В предрассветной серой мгле охотник быстро, размашисто шагал к лесу с громадной торбой за плечами и салазками на постромках. Впереди бежала рыжая лайка, нетерпеливо оглядываясь на хозяина. Еремей увидал Бегуна на крыльце — и предостерегающе покачал головой…
Когда он скрылся из виду, Бегун закурил, зябко ежась на морозце, глядя то в медленно светающее небо, то на уходящий в тайгу лыжный след. Вернулся в душную избу, растолкал Потехина:
— Слышь, «Буран» возьму?
— Да бери чо хочешь, отвяжись только, — буркнул тот и захрапел пуще прежнего.
Лева успел надраться в дым. Бегун таскал его за уши, лил в лицо воду, пытался поставить на ноги, но колени у того подламывались, а голова безвольно падала на грудь. Бегун выволок его на крыльцо и погрузил в прицеп, накрыв лежащей там медвежьей шкурой. В прицепе уложены были охотничьи припасы, закупленные Потехиным в обратную дорогу, вдоль бортов стояли канистры. Бегун взвесил на руке одну, другую — полны под горло.

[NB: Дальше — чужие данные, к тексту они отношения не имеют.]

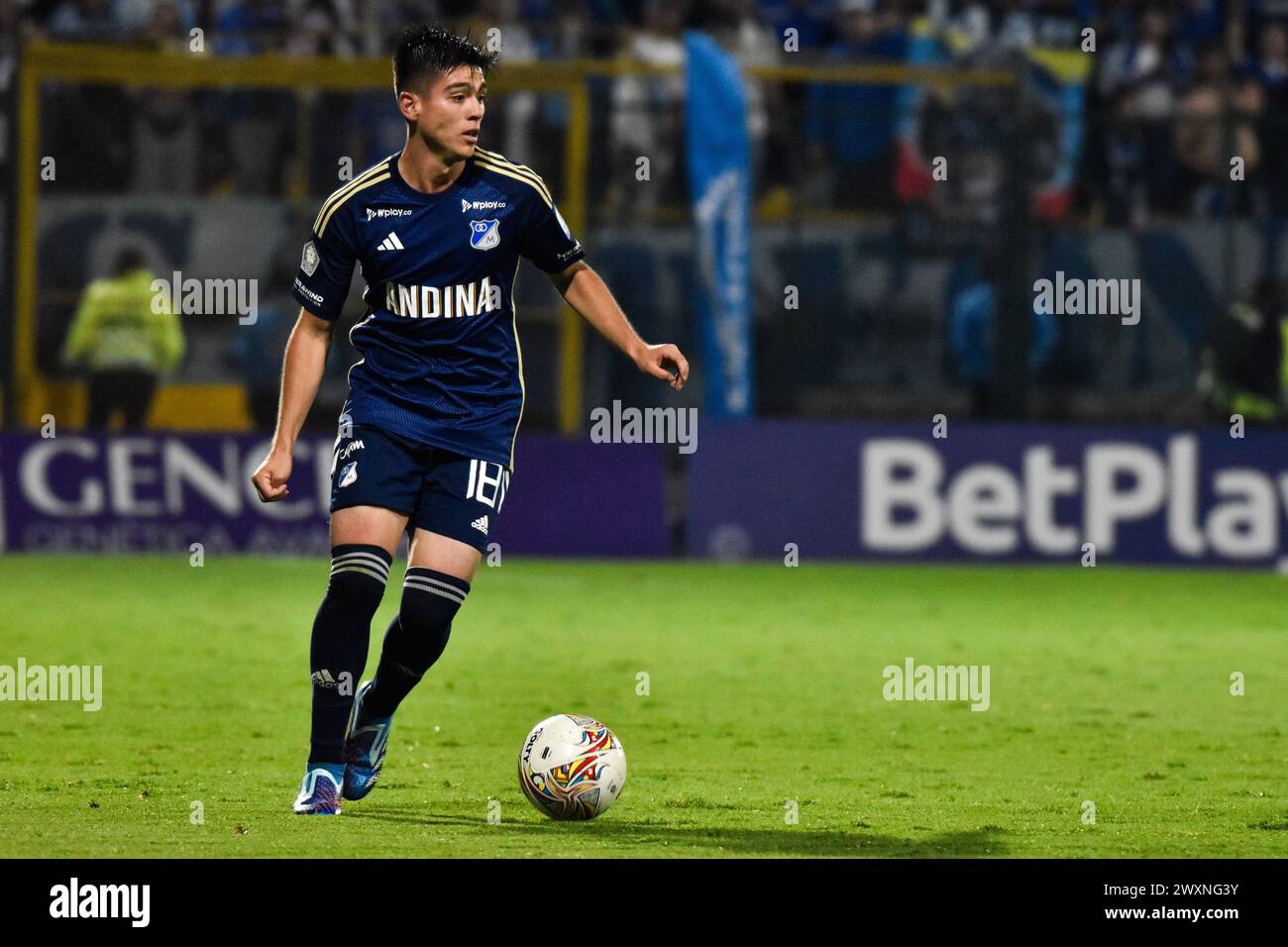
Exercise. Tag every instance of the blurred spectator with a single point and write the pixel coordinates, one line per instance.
(971, 312)
(254, 127)
(1138, 82)
(86, 20)
(811, 20)
(1271, 71)
(648, 116)
(510, 125)
(1244, 369)
(321, 29)
(123, 344)
(737, 26)
(259, 346)
(1214, 124)
(167, 147)
(167, 27)
(850, 128)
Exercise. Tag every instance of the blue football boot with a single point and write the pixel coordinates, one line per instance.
(320, 792)
(364, 748)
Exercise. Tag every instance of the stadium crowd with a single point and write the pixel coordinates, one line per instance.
(1170, 84)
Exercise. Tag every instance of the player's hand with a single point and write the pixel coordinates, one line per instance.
(665, 363)
(270, 476)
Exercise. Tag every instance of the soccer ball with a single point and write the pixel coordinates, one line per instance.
(572, 767)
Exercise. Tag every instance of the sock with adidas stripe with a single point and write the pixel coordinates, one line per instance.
(342, 633)
(416, 637)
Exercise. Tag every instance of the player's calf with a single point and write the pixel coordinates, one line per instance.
(342, 633)
(413, 642)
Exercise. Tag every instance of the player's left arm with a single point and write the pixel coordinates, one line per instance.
(583, 289)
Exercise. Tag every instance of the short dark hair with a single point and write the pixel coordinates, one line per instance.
(425, 53)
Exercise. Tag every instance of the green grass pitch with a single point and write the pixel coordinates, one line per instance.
(1107, 684)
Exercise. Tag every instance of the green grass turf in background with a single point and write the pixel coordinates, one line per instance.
(765, 685)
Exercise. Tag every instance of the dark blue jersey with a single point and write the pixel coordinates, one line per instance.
(441, 361)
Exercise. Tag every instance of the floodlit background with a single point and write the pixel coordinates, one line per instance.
(845, 214)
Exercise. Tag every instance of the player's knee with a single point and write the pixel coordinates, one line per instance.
(429, 602)
(357, 583)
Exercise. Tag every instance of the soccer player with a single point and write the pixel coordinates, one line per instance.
(426, 434)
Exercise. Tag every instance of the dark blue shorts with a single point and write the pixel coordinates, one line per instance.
(438, 489)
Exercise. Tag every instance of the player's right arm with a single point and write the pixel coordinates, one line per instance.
(301, 375)
(321, 286)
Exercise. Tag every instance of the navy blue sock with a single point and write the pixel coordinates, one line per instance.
(342, 633)
(416, 637)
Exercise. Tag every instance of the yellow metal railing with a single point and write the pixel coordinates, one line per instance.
(146, 68)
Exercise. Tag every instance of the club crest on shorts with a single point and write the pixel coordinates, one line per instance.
(309, 262)
(484, 235)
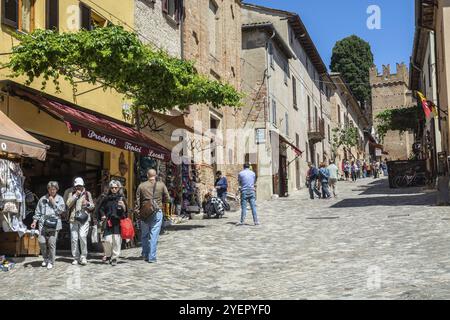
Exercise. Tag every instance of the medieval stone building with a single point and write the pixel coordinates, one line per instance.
(390, 91)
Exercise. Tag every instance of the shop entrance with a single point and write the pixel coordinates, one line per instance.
(63, 163)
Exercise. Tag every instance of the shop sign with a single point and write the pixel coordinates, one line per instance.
(378, 152)
(126, 145)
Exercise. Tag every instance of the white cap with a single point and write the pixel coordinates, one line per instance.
(78, 182)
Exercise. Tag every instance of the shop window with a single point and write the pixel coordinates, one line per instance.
(18, 14)
(52, 14)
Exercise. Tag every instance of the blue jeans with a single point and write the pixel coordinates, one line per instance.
(313, 189)
(325, 191)
(149, 234)
(250, 196)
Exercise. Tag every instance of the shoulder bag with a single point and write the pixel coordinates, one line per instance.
(149, 207)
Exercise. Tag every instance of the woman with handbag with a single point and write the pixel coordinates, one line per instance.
(112, 210)
(48, 214)
(79, 204)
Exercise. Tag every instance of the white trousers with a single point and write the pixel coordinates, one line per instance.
(79, 232)
(112, 245)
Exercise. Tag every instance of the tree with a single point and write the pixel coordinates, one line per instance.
(115, 58)
(353, 58)
(346, 137)
(403, 119)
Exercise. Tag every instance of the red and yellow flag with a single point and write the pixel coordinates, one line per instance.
(425, 104)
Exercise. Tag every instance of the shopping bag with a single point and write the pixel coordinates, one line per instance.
(126, 229)
(94, 234)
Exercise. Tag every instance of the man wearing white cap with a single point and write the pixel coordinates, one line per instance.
(79, 205)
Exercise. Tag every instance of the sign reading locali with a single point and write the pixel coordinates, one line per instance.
(119, 143)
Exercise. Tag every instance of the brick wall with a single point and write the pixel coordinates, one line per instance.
(224, 65)
(157, 28)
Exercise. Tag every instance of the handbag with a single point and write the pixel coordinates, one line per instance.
(81, 216)
(94, 234)
(126, 229)
(51, 223)
(149, 207)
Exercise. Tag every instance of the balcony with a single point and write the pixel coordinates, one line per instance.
(316, 130)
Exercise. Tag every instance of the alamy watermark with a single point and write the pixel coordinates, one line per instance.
(374, 19)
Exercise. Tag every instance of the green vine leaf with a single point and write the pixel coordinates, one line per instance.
(117, 59)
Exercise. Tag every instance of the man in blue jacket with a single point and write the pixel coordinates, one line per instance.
(313, 175)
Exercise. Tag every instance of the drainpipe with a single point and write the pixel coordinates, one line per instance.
(267, 120)
(181, 29)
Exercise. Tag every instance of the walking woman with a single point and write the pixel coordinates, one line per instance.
(48, 214)
(80, 204)
(353, 169)
(112, 210)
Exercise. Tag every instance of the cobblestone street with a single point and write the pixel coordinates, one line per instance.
(370, 243)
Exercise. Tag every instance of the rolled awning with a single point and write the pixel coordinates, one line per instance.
(15, 140)
(95, 126)
(297, 151)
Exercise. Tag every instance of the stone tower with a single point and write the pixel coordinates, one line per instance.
(390, 91)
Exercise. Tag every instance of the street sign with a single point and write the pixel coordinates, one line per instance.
(260, 135)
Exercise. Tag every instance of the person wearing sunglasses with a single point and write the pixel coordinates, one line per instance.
(113, 209)
(80, 204)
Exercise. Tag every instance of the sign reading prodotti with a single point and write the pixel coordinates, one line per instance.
(146, 151)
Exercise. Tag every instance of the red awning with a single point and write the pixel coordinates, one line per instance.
(96, 127)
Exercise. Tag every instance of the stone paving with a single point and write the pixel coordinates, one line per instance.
(369, 243)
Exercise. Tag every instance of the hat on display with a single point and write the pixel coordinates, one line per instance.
(78, 182)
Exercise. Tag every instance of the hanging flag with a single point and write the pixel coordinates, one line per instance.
(433, 108)
(425, 105)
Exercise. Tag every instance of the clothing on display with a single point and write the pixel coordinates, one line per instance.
(12, 197)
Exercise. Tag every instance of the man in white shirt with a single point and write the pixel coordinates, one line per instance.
(332, 181)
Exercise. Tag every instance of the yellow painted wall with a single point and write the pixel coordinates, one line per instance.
(28, 117)
(118, 12)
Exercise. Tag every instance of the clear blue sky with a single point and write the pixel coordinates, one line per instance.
(330, 20)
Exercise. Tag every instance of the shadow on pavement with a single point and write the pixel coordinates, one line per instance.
(183, 227)
(413, 200)
(381, 186)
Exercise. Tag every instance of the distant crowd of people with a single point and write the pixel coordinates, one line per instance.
(321, 180)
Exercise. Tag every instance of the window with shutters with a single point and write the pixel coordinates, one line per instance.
(90, 19)
(52, 14)
(286, 72)
(213, 28)
(18, 14)
(271, 56)
(294, 92)
(286, 119)
(274, 112)
(173, 9)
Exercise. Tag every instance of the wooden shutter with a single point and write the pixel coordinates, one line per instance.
(178, 10)
(85, 12)
(165, 6)
(52, 14)
(10, 13)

Он завел мотор, проехал по улице между спящих домов, провожаемый только ленивым собачьим лаем, и свернул в тайгу по Еремееву следу.
Он не смог бы внятно объяснить, почему кинулся в погоню за немым охотником. Им овладело томительное беспокойство, какое испытывает, наверное, охотничий пес, еще не взявший верный след, но уже почуявший рядом запах зверя. Такое случалось с ним, когда, пройдя деревню до околицы, он вдруг поворачивал назад, к ничем не примечательной избе, чувствуя, что здесь ждет удача.

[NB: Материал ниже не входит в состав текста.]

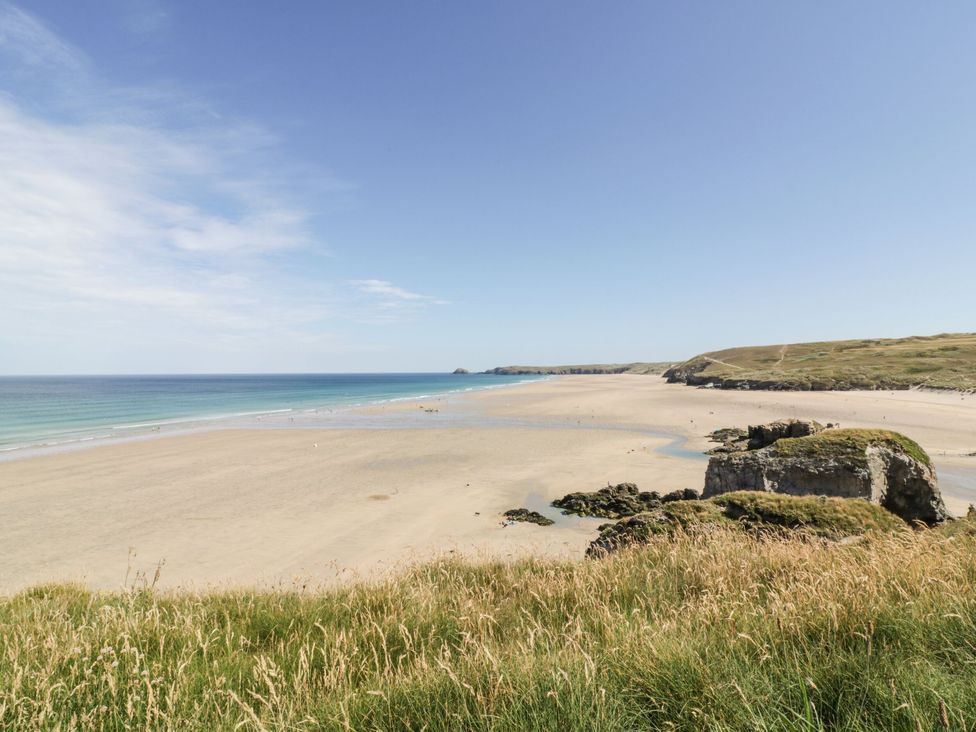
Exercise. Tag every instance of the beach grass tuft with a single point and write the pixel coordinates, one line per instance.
(727, 631)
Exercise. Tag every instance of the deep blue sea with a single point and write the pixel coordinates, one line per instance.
(49, 410)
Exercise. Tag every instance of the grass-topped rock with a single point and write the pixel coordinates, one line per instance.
(614, 501)
(828, 518)
(880, 466)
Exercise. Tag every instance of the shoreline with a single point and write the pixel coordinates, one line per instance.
(273, 505)
(119, 434)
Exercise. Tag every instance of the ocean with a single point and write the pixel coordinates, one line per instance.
(38, 411)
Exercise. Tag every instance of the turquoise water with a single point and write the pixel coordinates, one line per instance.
(51, 410)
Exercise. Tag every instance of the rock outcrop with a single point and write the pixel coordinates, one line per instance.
(831, 519)
(614, 501)
(801, 458)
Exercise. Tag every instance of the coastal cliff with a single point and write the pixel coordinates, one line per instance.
(641, 367)
(946, 361)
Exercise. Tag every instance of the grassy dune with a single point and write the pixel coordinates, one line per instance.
(724, 632)
(655, 368)
(945, 361)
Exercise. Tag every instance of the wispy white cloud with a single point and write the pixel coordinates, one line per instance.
(140, 218)
(27, 40)
(390, 292)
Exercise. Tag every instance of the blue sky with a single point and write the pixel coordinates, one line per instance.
(376, 186)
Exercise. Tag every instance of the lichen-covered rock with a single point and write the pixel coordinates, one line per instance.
(614, 501)
(532, 517)
(735, 439)
(685, 494)
(830, 519)
(880, 466)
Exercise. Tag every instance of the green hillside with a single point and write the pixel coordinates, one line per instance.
(946, 361)
(593, 368)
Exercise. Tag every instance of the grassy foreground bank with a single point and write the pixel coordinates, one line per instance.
(725, 631)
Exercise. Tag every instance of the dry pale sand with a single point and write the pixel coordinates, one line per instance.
(294, 506)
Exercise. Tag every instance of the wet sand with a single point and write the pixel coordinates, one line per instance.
(307, 505)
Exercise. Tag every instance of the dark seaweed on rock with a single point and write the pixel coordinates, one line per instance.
(532, 517)
(614, 501)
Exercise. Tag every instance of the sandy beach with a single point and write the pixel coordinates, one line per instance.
(302, 506)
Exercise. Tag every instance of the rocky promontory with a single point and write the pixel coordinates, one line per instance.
(880, 466)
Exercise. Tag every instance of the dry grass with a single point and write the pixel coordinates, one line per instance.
(721, 632)
(945, 361)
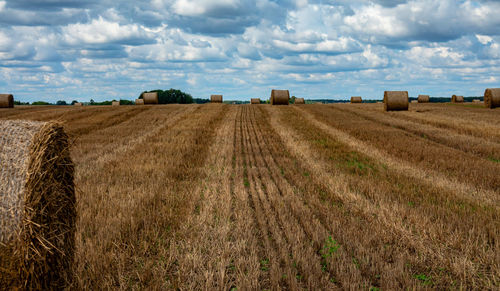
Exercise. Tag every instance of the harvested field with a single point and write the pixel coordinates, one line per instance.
(316, 197)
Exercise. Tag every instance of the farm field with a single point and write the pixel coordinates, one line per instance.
(258, 197)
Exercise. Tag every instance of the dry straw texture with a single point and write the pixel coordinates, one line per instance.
(356, 99)
(279, 97)
(300, 101)
(457, 99)
(395, 100)
(492, 98)
(423, 98)
(6, 101)
(216, 98)
(37, 206)
(150, 98)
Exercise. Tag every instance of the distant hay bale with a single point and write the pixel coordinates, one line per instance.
(279, 97)
(356, 99)
(150, 98)
(492, 98)
(457, 99)
(300, 101)
(423, 98)
(6, 101)
(37, 206)
(216, 98)
(395, 100)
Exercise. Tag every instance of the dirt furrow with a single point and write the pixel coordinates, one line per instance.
(277, 261)
(290, 211)
(468, 144)
(160, 180)
(432, 177)
(383, 212)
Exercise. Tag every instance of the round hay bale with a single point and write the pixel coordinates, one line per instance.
(356, 99)
(423, 98)
(279, 97)
(37, 206)
(300, 101)
(150, 98)
(457, 99)
(492, 98)
(395, 100)
(216, 98)
(6, 101)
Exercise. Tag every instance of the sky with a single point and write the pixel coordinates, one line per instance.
(110, 49)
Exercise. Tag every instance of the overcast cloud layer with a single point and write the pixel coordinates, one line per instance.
(69, 49)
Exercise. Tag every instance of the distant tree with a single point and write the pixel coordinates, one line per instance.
(126, 102)
(172, 96)
(40, 103)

Однажды это беспокойство заставило его остановиться у заброшенного храма в вологодской глуши и отпустить попутку. До вечера он обшаривал церковь, перерывал горы прелой картошки, сваленной перед слепым иконостасом. А когда, вконец обессилев, вышел и сел перекурить у ворот — вдруг увидел отразившуюся в мелком ручье изнанку перекинутого через канаву мостка: это была Троица сказочного мстерского письма…
Еремей срезал по тайге широкую речную излучину. Выехав через час пути на высокий берег, Бегун увидал его вдали — черной точкой на снежной целине. Бегун отыскал в прицепе топор, сделал на береговой сосне глубокую зарубку. Подождал, пока охотник скроется в чащобе на другом берегу — и двинулся следом.

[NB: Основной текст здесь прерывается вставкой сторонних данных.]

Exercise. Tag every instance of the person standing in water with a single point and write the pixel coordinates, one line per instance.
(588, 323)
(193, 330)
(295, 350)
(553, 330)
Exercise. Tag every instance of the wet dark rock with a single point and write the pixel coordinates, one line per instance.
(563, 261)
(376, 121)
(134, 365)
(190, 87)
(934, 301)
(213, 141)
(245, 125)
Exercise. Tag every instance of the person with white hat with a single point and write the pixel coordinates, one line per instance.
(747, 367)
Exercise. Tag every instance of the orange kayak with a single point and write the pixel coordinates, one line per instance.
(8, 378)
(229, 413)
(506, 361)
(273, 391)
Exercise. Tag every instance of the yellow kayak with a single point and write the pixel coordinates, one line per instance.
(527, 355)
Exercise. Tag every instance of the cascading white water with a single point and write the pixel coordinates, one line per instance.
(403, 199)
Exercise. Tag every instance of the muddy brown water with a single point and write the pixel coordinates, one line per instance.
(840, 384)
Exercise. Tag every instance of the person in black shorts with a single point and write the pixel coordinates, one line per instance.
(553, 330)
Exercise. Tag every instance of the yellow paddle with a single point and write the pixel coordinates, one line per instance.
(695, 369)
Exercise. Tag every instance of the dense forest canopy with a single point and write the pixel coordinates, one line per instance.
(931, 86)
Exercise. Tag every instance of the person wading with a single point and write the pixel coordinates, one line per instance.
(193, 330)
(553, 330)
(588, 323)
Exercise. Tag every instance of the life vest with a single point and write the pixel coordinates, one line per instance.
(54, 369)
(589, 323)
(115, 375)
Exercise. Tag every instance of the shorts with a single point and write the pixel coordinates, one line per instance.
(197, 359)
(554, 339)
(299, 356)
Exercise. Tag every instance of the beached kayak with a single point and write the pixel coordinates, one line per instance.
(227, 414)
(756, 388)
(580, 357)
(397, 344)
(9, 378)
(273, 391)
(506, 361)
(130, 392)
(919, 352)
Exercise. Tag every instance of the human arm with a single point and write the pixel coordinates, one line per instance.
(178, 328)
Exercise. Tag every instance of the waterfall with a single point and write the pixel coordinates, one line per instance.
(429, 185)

Громадные сосны высились кругом. В чаще они тонули в снегу по нижние лапы, многоярусные снежные дворцы поднимались с одной ветви на другую, а там, где деревья чуть расступались, сугробы просели под весенним солнцем и обнажили припорошенный инеем подлесок. За треском мотора Бегун не слышал ни одного живого звука, и тайга казалась глухой и неподвижной, как дно холодного океана, просвеченное с поверхности зыбкой солнечной рябью. Он был чужим здесь, и снежный пейзаж, наполненный, должно быть, множеством точных примет для опытного таежника, был для него неотличим от виденного час и три часа назад. Чтобы не выдать себя звуком мотора, Бегун отстал от Еремея километров на пять, ехал не торопясь, притормаживая, чтобы оставить зарубки. След тяжело груженных салазок был отчетливо виден даже на льдистом насте, поэтому Бегун не боялся потерять охотника в тайге.
Солнце уже начало скатываться к горизонту, когда медвежья шкура на прицепе зашевелилась, из-под нее вынырнула всклокоченная Левкина голова. Он повел вокруг совиными глазами, мучительно пытаясь вспомнить, что было вчера и как он очутился в глухом лесу в обнимку с вонючей бензиновой канистрой.
— Эй!.. Где это мы?
— В Сибири! — крикнул Бегун.
Вскоре стало темнеть. Солнце еще подсвечивало верхушки сосен, а внизу, под покровом широких ветвей, сгущались сумерки, снег стремительно, с каждой минутой менял оттенки: от небесно-лазурного — в пронзительную синеву и наконец до чернильно-фиолетового.
Бегун включил фару. Короткий луч света плыл в кромешной тьме перед снегоходом, скользя по черным стволам, зависая в пустоте над оврагом и снова упрямо нащупывая лыжный след.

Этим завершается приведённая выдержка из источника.